[purkka]

> H0(H1(m)) has the security of just H0. Hashes are not made to protect the content of m, but instead made to test the integrity of m. As such, a flaw in H0 will break the security guarantee, no matter how secure H1 is.

But this isn't true for all flaws. For example, even with the collision attacks against SHA-1, I don't think they're even remotely close to enabling a collision for SHA-1(some_other_hash(M)).

Similarly, HMAC-SHA-1 is still considered secure, as it's effectively SHA-1-X(SHA-1-Y(M)), where SHA-1-X and SHA-1-Y are just SHA-1 with different starting states.

So there's some value to be found in nesting hashes.

[1]: https://en.wikipedia.org/wiki/HMAC#Definition

[Genbox]

We are saying the same thing.
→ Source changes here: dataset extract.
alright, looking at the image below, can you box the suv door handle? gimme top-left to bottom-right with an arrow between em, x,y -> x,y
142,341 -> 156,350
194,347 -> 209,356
H0 is SHA-1 in your example.

The strength of an HMAC depends on the strength of the hash function; however, since it uses two derived keys, the outer hash protects the inner hash (using the same hash function), which in turn provides protection against length extension attacks.

The case I was making, is that weakhash(stronghash(m)) has the security of weakhash, no matter how strong stronghash is.

[purkka]

> The case I was making, is that weakhash(stronghash(m)) has the security of weakhash, no matter how strong stronghash is.

I'll have to disagree. There are no known collision attacks against SHA-1(SHA-3(M)), so in the applied case, a combination can be more secure for some properties, even if it isn't in the theoretical case.

[rurban]

There is only SHA-1 with a fixed starting state!

Once you change the IV the hash becomes entirely insecure and can be broken in seconds. You just need to overwrite the first IV word with 0, and it's broken. It's a very weak and fragile hash function. They demonstrated it with internal constants K1-K4, but the IV is external, and may be abused as random seed.